Magazines or other publications featuring photographs of women in skimpy clothing are censored and restaurants are segregated into sections for single men and for families with women to avoid gender mixing.
Sweden's European Union Minister Birgitta Ohlsson on Twitter called the move "medieval", while European Union Minister Ewa Bjorling noted that women cannot be airbrushed out of reality.
"If Saudi Arabia doesn't allow women to be seen, heard or to work, they lose out on half of their intellectual capital. This shows they still have a long way to go to reach equality between women and men in Saudi Arabia," she said in an email.
IKEA has airbrushed women out of several Saudi catalogues since its first store opening there in the 1980s, a spokeswoman at IKEA Group, which produces the catalogues on behalf of Inter IKEA Systems, said.

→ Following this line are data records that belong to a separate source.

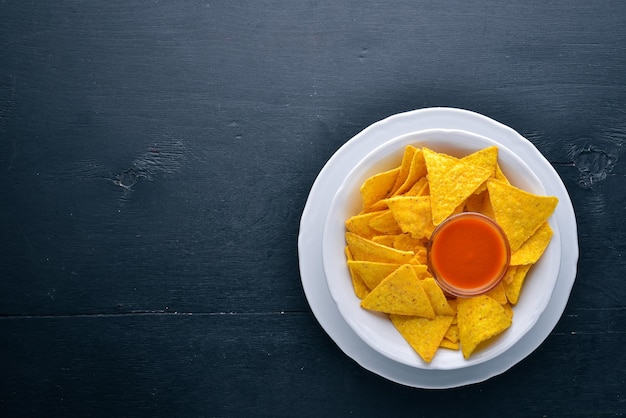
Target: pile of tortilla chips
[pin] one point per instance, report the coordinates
(387, 240)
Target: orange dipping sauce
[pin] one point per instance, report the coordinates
(468, 254)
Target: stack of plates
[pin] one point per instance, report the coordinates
(372, 341)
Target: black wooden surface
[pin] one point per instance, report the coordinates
(155, 158)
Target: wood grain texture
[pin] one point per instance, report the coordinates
(155, 158)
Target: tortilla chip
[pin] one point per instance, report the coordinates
(360, 224)
(417, 170)
(514, 280)
(498, 293)
(413, 215)
(361, 289)
(400, 293)
(371, 273)
(407, 243)
(480, 319)
(533, 248)
(386, 240)
(378, 187)
(518, 212)
(423, 335)
(437, 298)
(486, 158)
(385, 223)
(451, 182)
(405, 167)
(421, 271)
(419, 188)
(366, 250)
(453, 333)
(500, 175)
(445, 343)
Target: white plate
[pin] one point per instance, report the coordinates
(315, 214)
(376, 329)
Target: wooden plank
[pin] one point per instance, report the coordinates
(276, 365)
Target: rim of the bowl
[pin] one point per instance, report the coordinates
(443, 282)
(385, 151)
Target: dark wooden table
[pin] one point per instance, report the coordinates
(156, 156)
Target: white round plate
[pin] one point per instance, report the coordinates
(314, 218)
(376, 329)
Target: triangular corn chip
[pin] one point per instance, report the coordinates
(417, 171)
(420, 188)
(400, 293)
(452, 333)
(360, 224)
(514, 280)
(413, 214)
(378, 187)
(385, 223)
(533, 247)
(423, 335)
(480, 319)
(518, 212)
(498, 293)
(371, 272)
(451, 182)
(437, 298)
(365, 250)
(405, 168)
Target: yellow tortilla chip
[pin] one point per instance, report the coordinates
(420, 188)
(518, 212)
(413, 214)
(386, 240)
(378, 187)
(480, 203)
(400, 293)
(437, 298)
(451, 182)
(371, 273)
(385, 223)
(498, 293)
(532, 249)
(366, 250)
(500, 175)
(405, 168)
(486, 158)
(407, 243)
(514, 280)
(417, 170)
(453, 333)
(358, 284)
(445, 343)
(421, 270)
(480, 319)
(423, 335)
(360, 224)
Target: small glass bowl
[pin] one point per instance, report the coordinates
(497, 270)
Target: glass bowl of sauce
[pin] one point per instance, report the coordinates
(468, 254)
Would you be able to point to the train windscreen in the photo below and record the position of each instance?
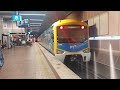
(72, 34)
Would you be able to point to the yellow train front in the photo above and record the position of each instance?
(67, 39)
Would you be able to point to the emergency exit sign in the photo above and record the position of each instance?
(16, 18)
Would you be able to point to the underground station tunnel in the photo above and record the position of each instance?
(60, 45)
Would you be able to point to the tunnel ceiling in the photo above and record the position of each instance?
(39, 21)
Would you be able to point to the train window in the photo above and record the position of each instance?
(72, 35)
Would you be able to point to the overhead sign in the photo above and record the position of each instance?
(23, 23)
(16, 18)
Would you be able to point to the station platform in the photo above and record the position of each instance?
(33, 62)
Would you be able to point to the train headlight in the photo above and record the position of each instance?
(86, 50)
(60, 52)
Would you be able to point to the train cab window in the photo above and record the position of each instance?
(72, 35)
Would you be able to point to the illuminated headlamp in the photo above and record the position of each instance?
(86, 50)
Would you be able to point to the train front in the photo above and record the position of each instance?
(72, 42)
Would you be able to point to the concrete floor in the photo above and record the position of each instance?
(25, 63)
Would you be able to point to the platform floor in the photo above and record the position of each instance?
(25, 62)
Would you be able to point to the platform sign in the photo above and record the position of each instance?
(20, 23)
(16, 18)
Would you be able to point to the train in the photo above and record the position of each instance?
(67, 40)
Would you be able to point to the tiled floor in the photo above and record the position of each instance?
(25, 63)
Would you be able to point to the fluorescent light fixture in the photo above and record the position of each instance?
(105, 38)
(35, 23)
(36, 20)
(34, 14)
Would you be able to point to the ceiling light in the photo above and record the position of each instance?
(36, 20)
(35, 23)
(34, 14)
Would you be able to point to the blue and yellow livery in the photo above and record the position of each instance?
(67, 37)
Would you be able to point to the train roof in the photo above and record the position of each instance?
(68, 22)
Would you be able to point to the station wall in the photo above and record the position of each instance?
(107, 24)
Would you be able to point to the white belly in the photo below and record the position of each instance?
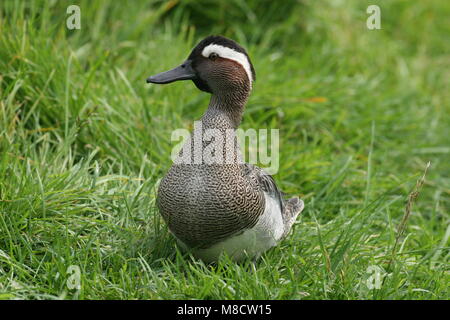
(252, 242)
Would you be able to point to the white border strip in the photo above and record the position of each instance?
(229, 53)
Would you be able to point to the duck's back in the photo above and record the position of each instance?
(205, 204)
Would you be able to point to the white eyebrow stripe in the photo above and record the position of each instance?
(229, 53)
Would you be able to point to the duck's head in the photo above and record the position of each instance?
(216, 65)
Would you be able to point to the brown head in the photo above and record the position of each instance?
(216, 65)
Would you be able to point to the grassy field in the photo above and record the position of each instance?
(84, 142)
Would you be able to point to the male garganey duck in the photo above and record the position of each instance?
(229, 207)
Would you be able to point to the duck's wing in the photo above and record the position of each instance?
(289, 208)
(265, 183)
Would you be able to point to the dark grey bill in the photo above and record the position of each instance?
(182, 72)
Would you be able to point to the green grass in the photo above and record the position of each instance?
(84, 142)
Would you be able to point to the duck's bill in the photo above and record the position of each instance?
(182, 72)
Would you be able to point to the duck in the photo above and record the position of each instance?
(223, 207)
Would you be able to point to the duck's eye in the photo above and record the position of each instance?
(213, 56)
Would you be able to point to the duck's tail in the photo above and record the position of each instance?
(292, 209)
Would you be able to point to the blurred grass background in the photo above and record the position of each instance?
(84, 142)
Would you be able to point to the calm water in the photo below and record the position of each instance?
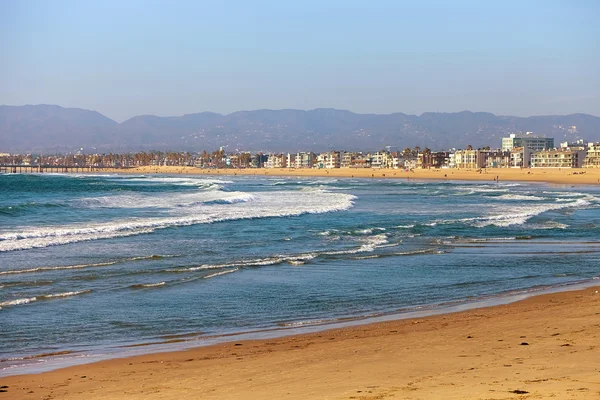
(92, 263)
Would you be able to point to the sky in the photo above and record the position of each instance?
(134, 57)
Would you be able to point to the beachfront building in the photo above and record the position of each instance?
(520, 157)
(302, 160)
(497, 159)
(469, 159)
(558, 158)
(438, 159)
(381, 159)
(529, 140)
(328, 160)
(276, 161)
(592, 159)
(361, 161)
(346, 159)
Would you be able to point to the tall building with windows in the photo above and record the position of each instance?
(532, 142)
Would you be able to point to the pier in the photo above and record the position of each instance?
(38, 169)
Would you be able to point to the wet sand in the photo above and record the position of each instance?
(589, 176)
(543, 347)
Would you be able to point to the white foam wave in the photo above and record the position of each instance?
(65, 294)
(265, 205)
(181, 181)
(28, 300)
(229, 271)
(520, 215)
(153, 284)
(62, 267)
(370, 243)
(278, 259)
(519, 197)
(18, 302)
(165, 201)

In a statement, IKEA Group said excluding women from the Saudi version of the catalogue was not in line with its values. IKEA on its websites says women change the world and that taking responsibility for people is a pre-requisite for doing good business.
"I simply think it is silly. We exist in a society with women and men. You can't just remove women," Sara Altawil, an IKEA shopper in Sweden, told commercial broadcaster TV4. "I'm Arab, I'm Muslim but I simply think women exist in society and should take part." Saudi King Abdullah has made limited moves to make it easier for women to work and last year said that they would be allowed to vote and run for office in all future municipal elections, the only public polls held in the monarchy.
He also said women would be appointed to the Shoura Council, which advises the government on policy.
IKEA franchisee Al Sulaiman, which runs the three IKEA stores in in Saudi Arabia, was not immediately available for comment.
Privately held IKEA has 338 stores around the world, of which 40 are run by external franchisees.